Fiquei feliz pelo Thomás, o considero como irmão. Crescemos juntos. Espero que
jogue ao meu favor também (risos). Conto com a lei do ex. Fazer um gol é um
sonho, ainda mais se tratando de um jogo contra o Flamengo, com a família em
peso aí. Espero fazer um gol e sair vitorioso, que é o mais importante –
afirmou o zagueiro de 25 anos, cinco destes dedicados ao Fla (de janeiro de
2009 a dezembro de 2013).
Campeão
ao lado de Thomás, Marllon, porém promete não polemizar caso marque como o
amigo fez ao gesticular que “87 é do Sport” na última quarta ao
anotar o segundo gol da vitória por 2 a 0 do Leão.
– Vou
comemorar de qualquer forma, mas sem ser polêmico.

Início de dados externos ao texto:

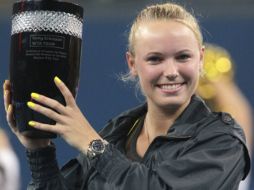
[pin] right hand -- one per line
(27, 142)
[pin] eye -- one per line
(155, 59)
(183, 57)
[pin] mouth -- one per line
(170, 88)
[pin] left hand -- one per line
(71, 124)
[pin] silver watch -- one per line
(96, 148)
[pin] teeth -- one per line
(170, 86)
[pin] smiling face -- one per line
(167, 62)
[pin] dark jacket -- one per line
(202, 151)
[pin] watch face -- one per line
(97, 146)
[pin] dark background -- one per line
(102, 95)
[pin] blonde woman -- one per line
(173, 141)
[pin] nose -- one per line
(171, 70)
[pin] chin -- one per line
(174, 103)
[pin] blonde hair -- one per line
(166, 11)
(158, 12)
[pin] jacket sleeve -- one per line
(208, 163)
(46, 174)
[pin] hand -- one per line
(4, 141)
(26, 141)
(71, 124)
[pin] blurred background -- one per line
(226, 23)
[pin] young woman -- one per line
(173, 141)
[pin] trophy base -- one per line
(23, 114)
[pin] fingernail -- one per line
(35, 95)
(9, 108)
(30, 104)
(57, 80)
(31, 123)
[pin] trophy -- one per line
(46, 38)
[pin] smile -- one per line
(170, 87)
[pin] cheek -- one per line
(190, 72)
(148, 73)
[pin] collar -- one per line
(183, 127)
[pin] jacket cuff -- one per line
(111, 163)
(42, 162)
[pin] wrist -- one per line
(96, 148)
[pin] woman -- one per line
(172, 142)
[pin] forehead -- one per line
(164, 33)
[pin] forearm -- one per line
(44, 169)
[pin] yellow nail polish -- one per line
(30, 104)
(57, 80)
(31, 123)
(35, 95)
(9, 108)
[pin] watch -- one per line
(96, 148)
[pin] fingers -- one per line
(69, 99)
(6, 91)
(10, 120)
(45, 111)
(49, 102)
(45, 127)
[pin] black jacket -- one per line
(202, 151)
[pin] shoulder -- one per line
(119, 125)
(223, 123)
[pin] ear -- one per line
(131, 63)
(201, 59)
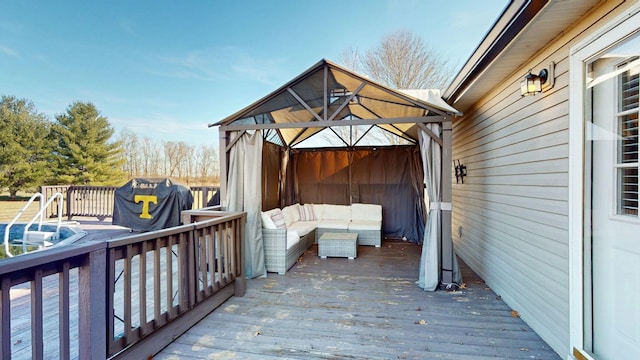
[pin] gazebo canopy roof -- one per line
(327, 95)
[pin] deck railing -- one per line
(124, 298)
(98, 200)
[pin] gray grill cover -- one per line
(150, 204)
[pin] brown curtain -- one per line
(383, 175)
(271, 163)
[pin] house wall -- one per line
(511, 216)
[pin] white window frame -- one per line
(580, 54)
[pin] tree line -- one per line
(146, 157)
(78, 147)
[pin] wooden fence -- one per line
(98, 200)
(120, 299)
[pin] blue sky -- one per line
(166, 69)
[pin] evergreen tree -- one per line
(83, 151)
(25, 146)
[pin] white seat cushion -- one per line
(303, 227)
(292, 239)
(365, 225)
(291, 214)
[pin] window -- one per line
(627, 139)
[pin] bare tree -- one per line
(207, 164)
(130, 153)
(401, 61)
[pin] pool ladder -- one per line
(38, 238)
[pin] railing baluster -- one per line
(63, 311)
(5, 318)
(37, 347)
(204, 252)
(142, 285)
(157, 299)
(127, 293)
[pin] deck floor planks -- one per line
(369, 307)
(336, 308)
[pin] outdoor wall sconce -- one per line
(461, 171)
(533, 84)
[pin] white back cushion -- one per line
(336, 212)
(291, 214)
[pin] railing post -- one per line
(92, 309)
(240, 283)
(69, 193)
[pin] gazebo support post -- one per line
(446, 261)
(223, 141)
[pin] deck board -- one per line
(334, 308)
(368, 307)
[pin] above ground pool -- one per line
(69, 233)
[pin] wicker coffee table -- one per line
(338, 245)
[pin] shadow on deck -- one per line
(368, 308)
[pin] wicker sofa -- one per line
(288, 232)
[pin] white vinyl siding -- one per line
(510, 219)
(513, 205)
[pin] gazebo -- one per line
(331, 135)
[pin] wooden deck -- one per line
(368, 308)
(336, 308)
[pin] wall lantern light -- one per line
(461, 171)
(533, 84)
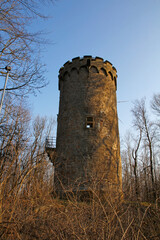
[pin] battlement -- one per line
(88, 62)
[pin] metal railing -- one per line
(50, 142)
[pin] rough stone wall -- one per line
(88, 156)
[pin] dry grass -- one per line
(37, 215)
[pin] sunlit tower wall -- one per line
(88, 147)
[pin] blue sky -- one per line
(126, 33)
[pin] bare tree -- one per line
(155, 104)
(135, 165)
(19, 47)
(142, 123)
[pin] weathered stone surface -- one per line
(88, 156)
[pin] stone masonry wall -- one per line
(88, 156)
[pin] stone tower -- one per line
(88, 147)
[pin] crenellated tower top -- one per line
(89, 63)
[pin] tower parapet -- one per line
(97, 63)
(87, 147)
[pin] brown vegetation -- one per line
(29, 210)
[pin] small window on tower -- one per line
(89, 122)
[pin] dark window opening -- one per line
(89, 122)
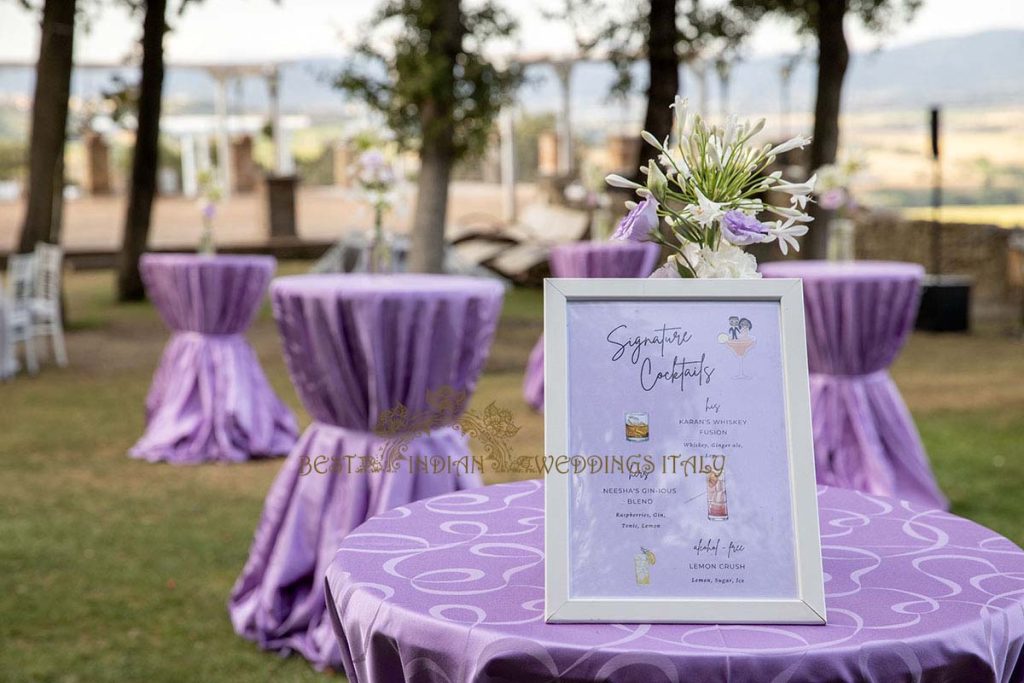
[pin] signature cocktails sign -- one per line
(689, 401)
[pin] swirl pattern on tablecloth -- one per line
(452, 589)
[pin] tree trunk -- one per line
(145, 155)
(437, 148)
(834, 55)
(49, 123)
(664, 74)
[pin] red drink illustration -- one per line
(739, 340)
(718, 504)
(637, 427)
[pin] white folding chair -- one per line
(20, 280)
(46, 299)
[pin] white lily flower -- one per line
(619, 181)
(792, 215)
(705, 212)
(651, 140)
(786, 235)
(799, 191)
(800, 141)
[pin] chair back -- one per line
(20, 280)
(49, 261)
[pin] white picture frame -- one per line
(560, 606)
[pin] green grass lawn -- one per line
(113, 569)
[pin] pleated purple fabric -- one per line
(210, 400)
(360, 349)
(858, 317)
(452, 589)
(588, 259)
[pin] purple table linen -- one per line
(210, 400)
(588, 259)
(357, 347)
(858, 317)
(452, 589)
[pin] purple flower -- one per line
(740, 229)
(833, 199)
(638, 222)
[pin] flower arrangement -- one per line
(210, 196)
(707, 186)
(376, 179)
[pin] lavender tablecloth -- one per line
(859, 315)
(210, 399)
(374, 359)
(452, 589)
(588, 259)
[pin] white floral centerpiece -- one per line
(833, 193)
(706, 185)
(210, 196)
(376, 179)
(833, 188)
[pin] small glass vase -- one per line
(601, 227)
(206, 246)
(380, 254)
(841, 240)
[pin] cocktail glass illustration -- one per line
(718, 504)
(740, 347)
(637, 427)
(642, 564)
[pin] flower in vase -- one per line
(741, 229)
(709, 184)
(705, 212)
(833, 199)
(639, 222)
(726, 261)
(786, 235)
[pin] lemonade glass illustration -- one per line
(740, 347)
(642, 563)
(718, 503)
(739, 340)
(637, 427)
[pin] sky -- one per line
(259, 31)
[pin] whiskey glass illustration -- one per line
(642, 566)
(637, 427)
(718, 504)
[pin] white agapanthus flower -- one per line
(705, 212)
(799, 191)
(726, 261)
(798, 142)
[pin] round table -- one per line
(210, 399)
(385, 365)
(588, 259)
(452, 589)
(859, 315)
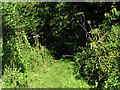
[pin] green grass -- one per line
(56, 75)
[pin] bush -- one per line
(98, 62)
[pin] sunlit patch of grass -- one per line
(57, 75)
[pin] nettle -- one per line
(98, 62)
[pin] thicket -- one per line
(99, 61)
(35, 32)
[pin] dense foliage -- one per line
(36, 33)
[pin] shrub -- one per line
(98, 62)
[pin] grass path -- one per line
(56, 75)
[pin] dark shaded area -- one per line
(9, 58)
(68, 40)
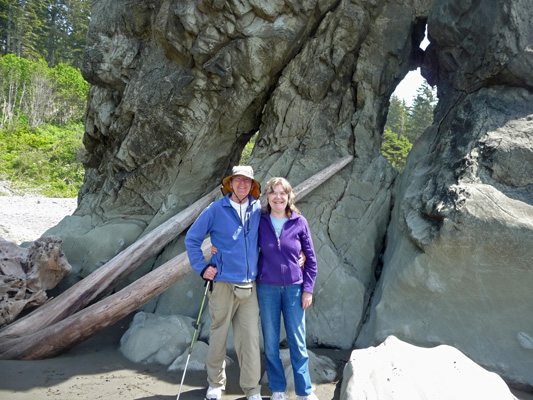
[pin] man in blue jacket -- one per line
(232, 223)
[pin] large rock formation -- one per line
(179, 87)
(458, 258)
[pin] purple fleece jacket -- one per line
(278, 259)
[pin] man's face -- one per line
(241, 185)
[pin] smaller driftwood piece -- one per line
(27, 273)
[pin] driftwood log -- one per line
(27, 273)
(69, 319)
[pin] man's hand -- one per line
(210, 273)
(307, 299)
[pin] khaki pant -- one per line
(225, 308)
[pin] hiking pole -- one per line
(196, 326)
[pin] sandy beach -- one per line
(96, 369)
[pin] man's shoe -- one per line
(214, 393)
(311, 396)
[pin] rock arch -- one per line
(178, 88)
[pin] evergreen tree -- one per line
(421, 112)
(54, 30)
(395, 149)
(396, 119)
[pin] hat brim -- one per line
(226, 188)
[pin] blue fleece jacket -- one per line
(237, 254)
(278, 260)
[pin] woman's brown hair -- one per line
(269, 188)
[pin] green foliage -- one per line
(421, 112)
(54, 30)
(405, 125)
(47, 158)
(395, 149)
(30, 90)
(247, 151)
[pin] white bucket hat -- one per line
(244, 170)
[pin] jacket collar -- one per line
(226, 200)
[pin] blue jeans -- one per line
(273, 301)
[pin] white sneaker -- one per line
(214, 393)
(311, 396)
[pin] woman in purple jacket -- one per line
(283, 287)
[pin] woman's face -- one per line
(278, 199)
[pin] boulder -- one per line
(398, 370)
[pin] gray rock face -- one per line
(458, 258)
(179, 87)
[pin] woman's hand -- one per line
(301, 260)
(307, 299)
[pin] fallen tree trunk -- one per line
(62, 329)
(56, 339)
(109, 275)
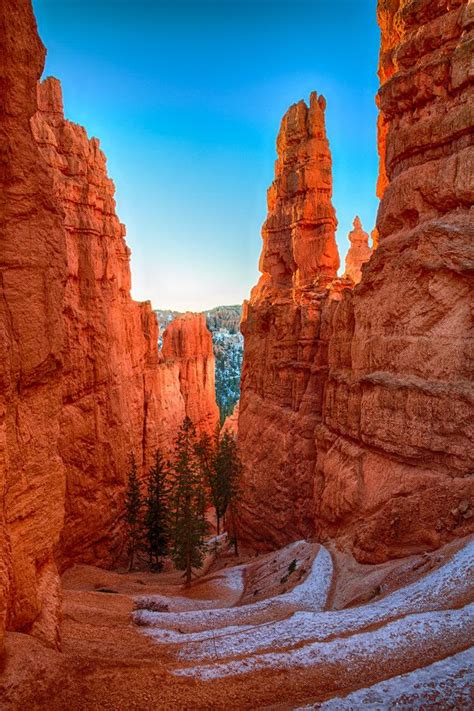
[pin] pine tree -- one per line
(157, 511)
(133, 511)
(228, 471)
(189, 523)
(206, 452)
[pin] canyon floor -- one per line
(303, 627)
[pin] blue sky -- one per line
(186, 98)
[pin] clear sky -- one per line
(186, 98)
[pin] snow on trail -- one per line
(309, 595)
(401, 642)
(381, 643)
(445, 684)
(442, 588)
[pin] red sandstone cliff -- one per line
(32, 274)
(395, 451)
(81, 381)
(284, 362)
(364, 425)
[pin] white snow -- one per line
(444, 587)
(308, 595)
(399, 642)
(447, 684)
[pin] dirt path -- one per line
(259, 628)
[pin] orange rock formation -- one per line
(395, 450)
(82, 383)
(187, 342)
(284, 364)
(356, 413)
(231, 422)
(359, 252)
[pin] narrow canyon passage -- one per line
(351, 435)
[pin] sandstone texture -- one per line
(394, 452)
(356, 417)
(32, 332)
(231, 422)
(359, 252)
(82, 383)
(284, 358)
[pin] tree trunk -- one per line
(234, 531)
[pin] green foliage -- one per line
(292, 566)
(157, 511)
(189, 524)
(228, 470)
(133, 511)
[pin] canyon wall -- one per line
(33, 280)
(82, 383)
(395, 456)
(376, 428)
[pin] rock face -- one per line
(231, 422)
(395, 450)
(284, 359)
(359, 252)
(384, 398)
(187, 345)
(82, 384)
(32, 331)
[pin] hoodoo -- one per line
(395, 449)
(82, 384)
(362, 407)
(284, 360)
(359, 252)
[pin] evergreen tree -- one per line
(228, 469)
(206, 453)
(133, 511)
(157, 511)
(189, 523)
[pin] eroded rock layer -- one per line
(365, 424)
(32, 282)
(82, 384)
(284, 358)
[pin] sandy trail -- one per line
(291, 629)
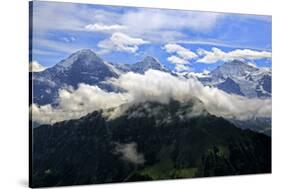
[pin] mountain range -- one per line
(141, 145)
(237, 77)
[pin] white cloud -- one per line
(215, 55)
(160, 19)
(34, 66)
(122, 42)
(129, 153)
(105, 28)
(182, 68)
(195, 75)
(152, 86)
(176, 60)
(76, 103)
(181, 57)
(182, 52)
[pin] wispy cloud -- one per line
(122, 42)
(73, 104)
(181, 56)
(210, 57)
(35, 66)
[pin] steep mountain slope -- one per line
(83, 66)
(241, 78)
(147, 63)
(149, 141)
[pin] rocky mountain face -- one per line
(237, 77)
(141, 145)
(83, 66)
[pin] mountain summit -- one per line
(81, 57)
(147, 63)
(83, 66)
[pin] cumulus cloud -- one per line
(76, 103)
(35, 66)
(98, 27)
(181, 57)
(122, 42)
(129, 153)
(152, 86)
(180, 51)
(215, 55)
(182, 68)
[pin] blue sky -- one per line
(181, 40)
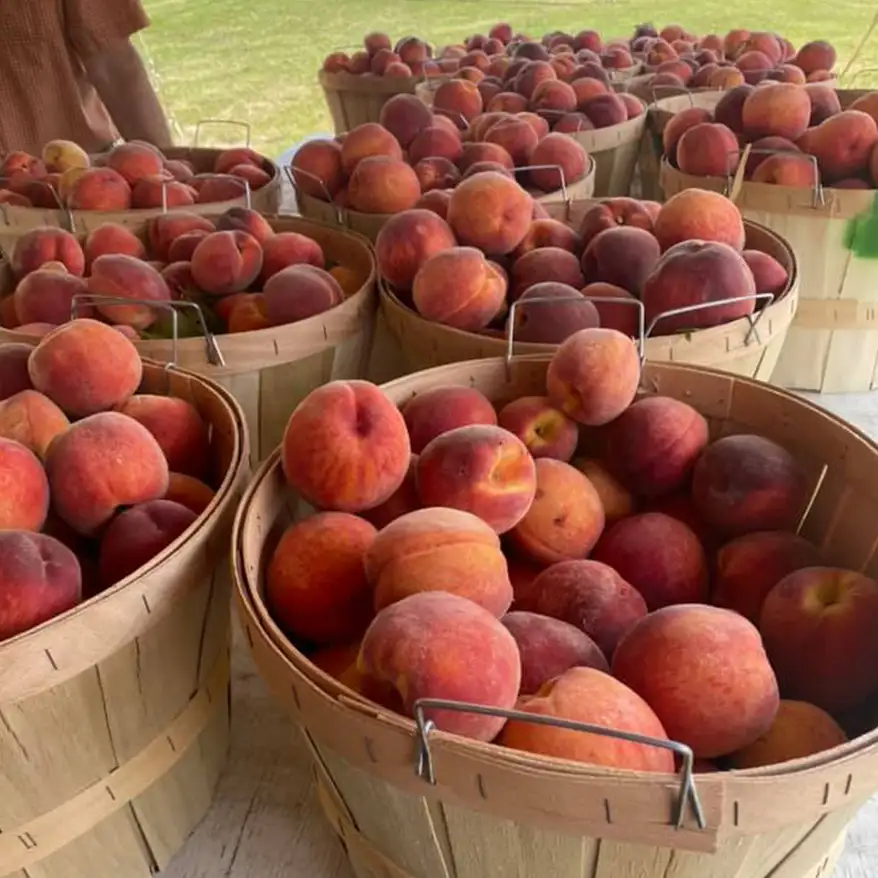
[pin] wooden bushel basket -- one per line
(269, 371)
(114, 717)
(739, 347)
(369, 224)
(496, 812)
(15, 221)
(832, 345)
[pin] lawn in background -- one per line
(256, 61)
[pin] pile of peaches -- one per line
(243, 275)
(592, 554)
(477, 57)
(95, 478)
(413, 156)
(678, 59)
(465, 268)
(799, 136)
(133, 175)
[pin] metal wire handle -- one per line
(424, 768)
(213, 352)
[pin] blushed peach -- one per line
(440, 409)
(410, 646)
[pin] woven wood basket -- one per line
(832, 345)
(369, 224)
(491, 811)
(269, 371)
(114, 717)
(735, 347)
(15, 221)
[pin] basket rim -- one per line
(789, 296)
(33, 638)
(864, 746)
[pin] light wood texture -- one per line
(783, 821)
(114, 716)
(734, 347)
(15, 221)
(832, 345)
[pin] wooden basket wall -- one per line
(369, 224)
(733, 346)
(499, 812)
(832, 345)
(269, 371)
(114, 717)
(15, 221)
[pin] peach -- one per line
(178, 428)
(99, 189)
(380, 184)
(299, 292)
(479, 468)
(768, 274)
(615, 498)
(624, 256)
(441, 409)
(459, 287)
(565, 519)
(118, 276)
(745, 483)
(417, 646)
(345, 447)
(189, 492)
(315, 582)
(24, 490)
(543, 265)
(41, 579)
(708, 150)
(842, 144)
(31, 419)
(818, 625)
(588, 695)
(46, 296)
(545, 431)
(439, 549)
(799, 730)
(164, 229)
(138, 535)
(407, 241)
(816, 55)
(459, 100)
(284, 249)
(611, 212)
(653, 445)
(699, 214)
(247, 220)
(100, 463)
(317, 169)
(404, 116)
(44, 244)
(549, 647)
(590, 596)
(226, 262)
(13, 369)
(548, 233)
(594, 375)
(749, 567)
(85, 367)
(704, 672)
(549, 312)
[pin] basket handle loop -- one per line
(213, 352)
(688, 794)
(233, 122)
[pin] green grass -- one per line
(256, 61)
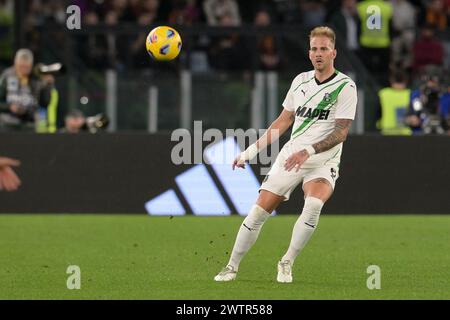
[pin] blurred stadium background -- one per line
(236, 65)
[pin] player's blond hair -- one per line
(324, 32)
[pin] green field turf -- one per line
(142, 257)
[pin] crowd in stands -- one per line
(416, 31)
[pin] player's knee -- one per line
(256, 218)
(311, 211)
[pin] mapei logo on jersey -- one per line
(312, 113)
(317, 112)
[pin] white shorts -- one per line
(282, 182)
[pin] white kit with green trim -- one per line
(316, 107)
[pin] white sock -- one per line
(247, 235)
(304, 227)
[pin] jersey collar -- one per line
(328, 79)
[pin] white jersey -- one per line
(316, 106)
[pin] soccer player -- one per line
(321, 104)
(9, 181)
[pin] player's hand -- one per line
(9, 181)
(16, 109)
(296, 160)
(238, 163)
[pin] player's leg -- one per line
(249, 231)
(317, 191)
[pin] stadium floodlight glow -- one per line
(201, 192)
(240, 185)
(166, 203)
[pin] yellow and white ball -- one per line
(163, 43)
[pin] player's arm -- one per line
(345, 114)
(276, 129)
(9, 181)
(339, 134)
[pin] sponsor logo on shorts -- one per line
(333, 173)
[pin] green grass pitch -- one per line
(143, 257)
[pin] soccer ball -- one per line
(163, 43)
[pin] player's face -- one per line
(23, 68)
(321, 53)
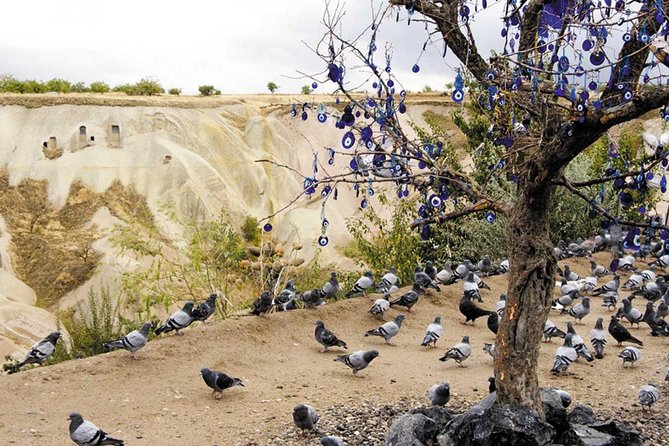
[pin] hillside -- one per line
(162, 399)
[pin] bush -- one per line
(99, 87)
(206, 90)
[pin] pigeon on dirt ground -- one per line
(387, 330)
(133, 341)
(433, 333)
(439, 394)
(178, 321)
(42, 351)
(219, 381)
(85, 433)
(326, 338)
(359, 360)
(459, 352)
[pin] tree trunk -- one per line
(531, 284)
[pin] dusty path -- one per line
(161, 399)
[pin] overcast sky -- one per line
(238, 46)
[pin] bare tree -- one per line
(543, 115)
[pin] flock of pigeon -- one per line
(576, 294)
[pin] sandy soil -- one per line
(161, 399)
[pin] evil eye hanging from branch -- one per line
(348, 140)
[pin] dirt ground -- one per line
(161, 398)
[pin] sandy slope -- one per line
(161, 399)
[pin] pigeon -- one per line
(305, 417)
(598, 338)
(326, 338)
(630, 354)
(471, 289)
(387, 330)
(492, 387)
(133, 341)
(493, 322)
(501, 304)
(648, 395)
(630, 313)
(178, 321)
(380, 306)
(470, 311)
(430, 270)
(285, 300)
(489, 349)
(611, 285)
(433, 333)
(219, 381)
(313, 298)
(204, 311)
(564, 356)
(446, 275)
(362, 284)
(459, 352)
(657, 326)
(263, 304)
(578, 344)
(408, 299)
(42, 351)
(439, 394)
(598, 270)
(331, 287)
(358, 360)
(581, 310)
(423, 281)
(388, 280)
(551, 331)
(85, 433)
(330, 440)
(620, 333)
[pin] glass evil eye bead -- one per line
(348, 140)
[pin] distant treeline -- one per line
(145, 87)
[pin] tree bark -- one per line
(531, 283)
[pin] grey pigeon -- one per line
(330, 440)
(263, 304)
(326, 338)
(331, 287)
(648, 395)
(204, 311)
(598, 338)
(439, 394)
(459, 352)
(630, 354)
(178, 321)
(219, 381)
(387, 330)
(408, 299)
(551, 331)
(362, 284)
(133, 341)
(85, 433)
(42, 351)
(380, 306)
(433, 333)
(359, 360)
(580, 310)
(620, 333)
(564, 356)
(305, 417)
(578, 344)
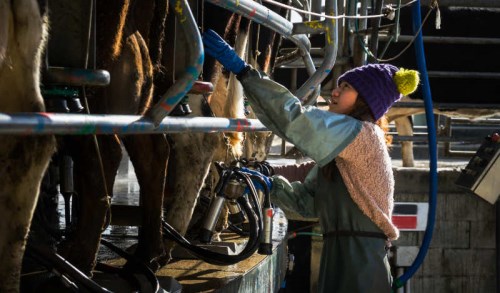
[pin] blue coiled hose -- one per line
(431, 134)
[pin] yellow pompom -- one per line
(406, 81)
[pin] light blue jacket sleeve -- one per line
(296, 199)
(319, 134)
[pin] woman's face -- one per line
(343, 99)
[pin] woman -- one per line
(351, 187)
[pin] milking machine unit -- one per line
(237, 187)
(230, 188)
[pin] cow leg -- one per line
(149, 155)
(189, 162)
(22, 164)
(93, 202)
(404, 127)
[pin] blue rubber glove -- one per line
(216, 47)
(257, 183)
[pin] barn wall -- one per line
(461, 257)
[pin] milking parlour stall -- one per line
(134, 156)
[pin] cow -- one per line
(461, 70)
(191, 168)
(23, 159)
(128, 35)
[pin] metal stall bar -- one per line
(330, 28)
(274, 21)
(78, 124)
(195, 64)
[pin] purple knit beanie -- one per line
(374, 82)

Não tem por que botar
polêmica e sim comemorar um gol, que é importante.
Em vez
de coração balançado, o defensor vê a chance de enfrentar o Flamengo como uma
oportunidade especial.
– É o
time pelo qual eu torcia muito e cheguei a ir ao Maracanã. Vesti a camisa e me
profissionalizei pelo Flamengo. É uma alegria imensa de jogar contra, clima
totalmente gostoso. Todo mundo quer aparecer e jogar nesse tipo de jogo. Vai
ser muito bom.
Confira
outros trechos do papo com Marllon:
Fla pressionado na estreia de sua nova
casa
Tem
lado positivo de ele estarem estreando a Ilha do Urubu, acho que é o nome que
estão dando. Vão botar um caldeirão pela torcida que o Flamengo tem. Eles estão
vindo de crise, temos que tentar tirar esse lado negativo, marcar bem forte,
jogar a torcida contra eles e fazer um grande jogo.
Juan como espelho
Sempre
me declarei muito fã do Juan. Sempre que perguntam de zagueiro como exemplo eu
falo dele e dessa vez não é diferente. Quando eu era mais novo, falavam que eu
era parecido com ele. Espero jogar 10% do que ele jogou e chegar no nível que
ele chegou.
Ele é artilheiro, tem 30 gols só pelo
Flamengo. Você tem seis como profissional. Não é muito a sua de fazer muitos
gols…

tempo ainda (risos), quem sabe as coisas não mudam?
Por que acha que não se firmou na Gávea
após ganhar a Copinha de 2011?
Pelo
momento que o Flamengo vinha. Brigava no meio da tabela para baixo, e aí
demitiram o professor Luxemburgo, depois o professor Joel. Isso não me ajudou.
Tive sequência boa com Joel, mas equipe nao vinha bem. Não tenho muito o que
lamentar, faz parte do futebol.
Sonha com o retorno à Gávea?
Ficaria
feliz, mas meu desejo é fazer um grande campeonato pela Ponte.
Vontade de jogar na Itália
Eu
estou vivendo um grande ano, trabalho bastante para que isso aconteça. Tenho
sonho muito grande de jogar no Campeonato Italiano, espero realizá-lo. Acho que
os zagueiros que vêm de lá têm uma tática defensivamente muito forte, cresci
vendo e aprendi a gostar. A Juventus tem uma defesa muito sólida, dificilmente
toma gol.
Dupla de zaga com Rodrigo, desafeto de
Guerrero nos jogos entre Flamengo e Vasco
Pessoa
muito boa, tiro proveito da experiência dele, nos comunicamos muito e nos
cobramos muito para terminar os jogos sem tomar gols. A experiência dele tem me
ajudado muito.
Ponte Preta forte mesmo após saídas de
William Pottker e Clayson
Mérito
total da diretoria e da comissão técnica. Perdemos Pottker e Clayson, mas eles
souberam aproveitar os jogadores do elenco. Ficamos tristes pela saída de amigos,
mas diretoria e comissão trouxeram Emerson Sheik e o Léo Artur, que veio do
Corinthians.
Estamos
fazendo grande ano, chegamos à final do Paulistão, infelizmente não conseguimos
o título, mas começamos o Brasileiro muito bem. Espero que a gente conquiste
coisas maiores e faça um grande ano em 2017.
“Torcida organizada” de Marllon
na Ilha do Urubu
Minha
mãe não vai, tem medo de estádio cheio, mas meu irmão e muitos amigos vão estar
presentes. Muitos flamenguistas, mas vão torcer pela Ponte. Já peguei 15
ingressos para distribuir para a minha rapaziada.